O documento foi fruto de negociações entre os países que participaram do encontro iniciado na terça-feira. A Argentina fez algumas objeções ao estudo preparado pelos negociadores. Representantes daquele país exigiram que fosse preparado um texto anexo ressaltando sua posição contrária a alguns pontos da declaração conjunta.
A maioria dos países latino-americanos aprovaram a declaração, embora com ressalvas. Entre eles, Venezuela e Cuba. Representantes desses países quiseram manifestar em plenário suas discordâncias com o texto, para eles, demasiado tímido diante da gravidade da crescente fome no mundo.
Plano de emergência
O plano preparado por representantes da ONU para conter a crise alimentar mundial, a ser debatido pelos chefes de Estado e de Governo presentes à reunião de cúpula da FAO, pede o fim do protecionismo, ajuda aos pequenos agricultores da África e solicita medidas de caráter social.
As recomendações fazem parte do "Marco Global de Ação" elaborado pela célula de crise da ONU, formada pelos chefes de todas as agências das Nações Unidas, pelo Banco Mundial e pelo Fundo Monetário Internacional (FMI).
As medidas urgentes e as de longo prazo deverão ser debatidas na reunião de cúpula dos países mais industrializados do G8 que será realizada em julho no Japão.
Entre as medidas de urgência estão: aumento da ajuda alimentar para proteger as populações vulneráveis, bônus de alimentos e de dinheiro; medidas de proteção social, como programas de assistência às mulheres e às crianças; favorecer a distribuição de alimentos e cultivos locais para estimular a produção local.
A ONU propôs ainda aos países que concedam ajuda, sem especificar os países que devem ser beneficiados de maneira a poder distribuí-la de acordo com a urgência. E ainda: reduzir as restrições às exportações, reduzir temporariamente os impostos à importação e o valor agregado dos alimentos e insumos.
Para o longo prazo a ONU pediu o apoio aos pequenos produtores graças a políticas que favoreçam os investimentos na agricultura.
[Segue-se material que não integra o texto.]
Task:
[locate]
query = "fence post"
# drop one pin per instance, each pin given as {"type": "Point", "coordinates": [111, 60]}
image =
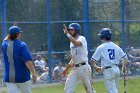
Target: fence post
{"type": "Point", "coordinates": [123, 24]}
{"type": "Point", "coordinates": [3, 7]}
{"type": "Point", "coordinates": [49, 38]}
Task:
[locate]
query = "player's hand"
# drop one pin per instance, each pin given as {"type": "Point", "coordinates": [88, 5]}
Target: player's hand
{"type": "Point", "coordinates": [98, 69]}
{"type": "Point", "coordinates": [34, 78]}
{"type": "Point", "coordinates": [64, 72]}
{"type": "Point", "coordinates": [65, 29]}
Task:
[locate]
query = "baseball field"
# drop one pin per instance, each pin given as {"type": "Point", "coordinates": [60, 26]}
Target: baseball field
{"type": "Point", "coordinates": [133, 86]}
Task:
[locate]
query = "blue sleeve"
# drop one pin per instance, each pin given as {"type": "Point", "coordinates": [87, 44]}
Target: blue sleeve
{"type": "Point", "coordinates": [25, 53]}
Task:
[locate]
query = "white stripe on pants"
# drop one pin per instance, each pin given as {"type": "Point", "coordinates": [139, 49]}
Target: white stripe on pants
{"type": "Point", "coordinates": [24, 87]}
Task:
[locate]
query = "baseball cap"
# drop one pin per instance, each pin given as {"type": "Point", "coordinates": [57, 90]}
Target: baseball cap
{"type": "Point", "coordinates": [14, 29]}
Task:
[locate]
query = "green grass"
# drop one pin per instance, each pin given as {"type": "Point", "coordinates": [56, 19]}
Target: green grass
{"type": "Point", "coordinates": [133, 86]}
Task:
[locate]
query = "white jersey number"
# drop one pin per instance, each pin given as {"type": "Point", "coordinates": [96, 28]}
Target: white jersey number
{"type": "Point", "coordinates": [111, 54]}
A ONU apóia os pequenos agricultores para favorecer assim as economias, além de investir em pesquisa, em cultivos originais, de cereais como o sorgo, o milho e em tecnologias que melhorem a fertilidade das terras. Outro pleito é pela conclusão das negociações da Rodada de Doha: o livre mercado deverá satisfazer as necessidades de todos os países e estimular a produção dos países pobres.
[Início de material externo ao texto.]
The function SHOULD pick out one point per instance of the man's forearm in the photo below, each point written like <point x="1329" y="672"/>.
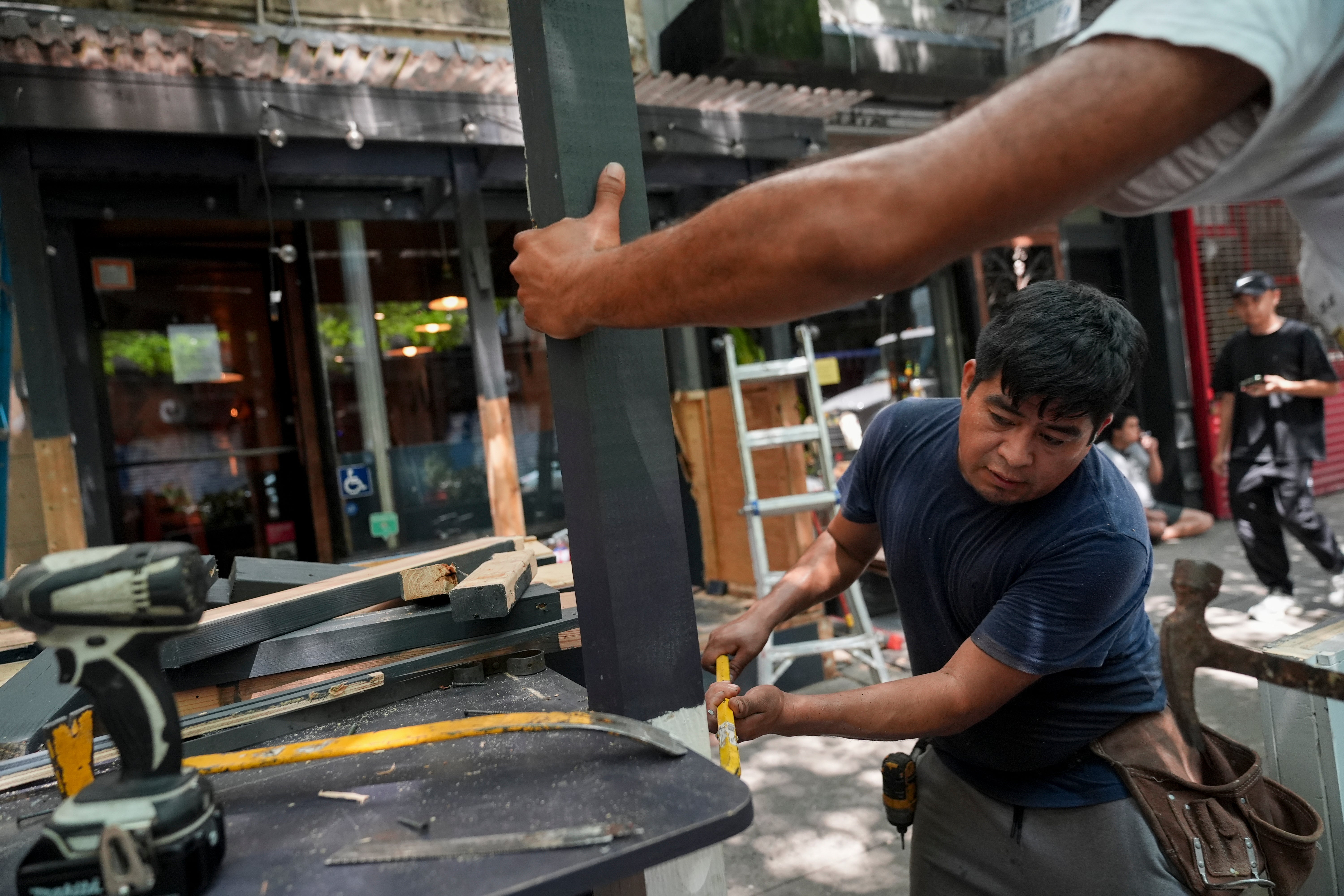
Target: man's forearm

A ONU propõe ainda medidas para desenvolvimento das infra-estruturas e melhorar o sistema de proteção social, em particular aos povos mais necessitados. Também recomendou promover a pesquisa e o desenvolvimento para a produção de biocombustíveis a partir de matérias-primas que não são destinadas à alimentação, além da total revisão dos subsídios à produção.